How God can be pleased with a sinner like you?

God is pleased with you because he is pleased with his own Son and you are in Christ—clothed in his righteousness. John Calvin wrote in his commentary on Psalm 20:3-5:

… our prayers are acceptable to God only in so far as Christ sprinkled and sanctified them with the perfume of his own sacrifice.

And actually, not just our prayers, but also we ourselves, our lives, our deeds, our actions, smell good to God because Christ has sprinkled us with his atoning and cleansing blood. We have been:

… chosen according to the foreknowledge of God the Father, through the sanctifying work of the Spirit, to be obedient to Jesus Christ and sprinkled with his blood. (1Peter 1:2)

When we please God now, that is just a foretaste of the Lord’s verdict on the last day.

We can please God, because we are forgiven and cleansed by the blood of Christ, and because God’s grace in Christ constantly covers our sinfulness, our sins, our mixed motives, our weaknesses, and our human frailty.

Have you ever noticed this remarkable fact, that in Romans, Paul describes us and our bodies in such negative terms in Romans 3:10-18, using the words of the Psalms about the sinfulness of our throats, our tongues, our lips, our mouths, our feet, our paths and our eyes.

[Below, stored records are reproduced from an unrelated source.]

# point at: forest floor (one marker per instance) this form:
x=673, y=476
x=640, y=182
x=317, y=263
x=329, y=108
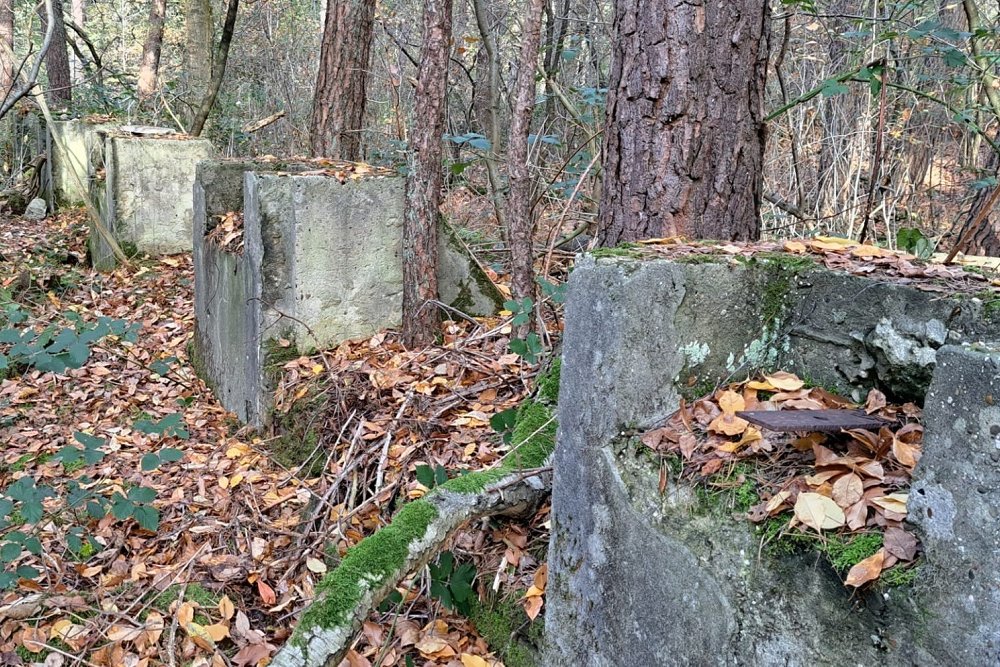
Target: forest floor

And yet, through God’s mercies in Christ, by chapter 12:1, we are called to present our body as a living sacrifice, holy and pleasing to God!

When we please God now, that is just a foretaste of the Lord’s verdict on the last day:

Well done, good and faithful servant … come and share your master’s happiness (Matt 25:21,23).

If you live to please God, God is pleased with you! And so, if you do your ministry to please God, God is pleased with you. Don’t do ministry to please yourself, or to please others, instead of doing your ministry to please God.

One of the great joys of my life is sharing God’s pleasure and enjoyment in the godly lives and godly ministries of good friends and fellow-workers! Thank you so much for this privilege and joy; thank you for enriching my life.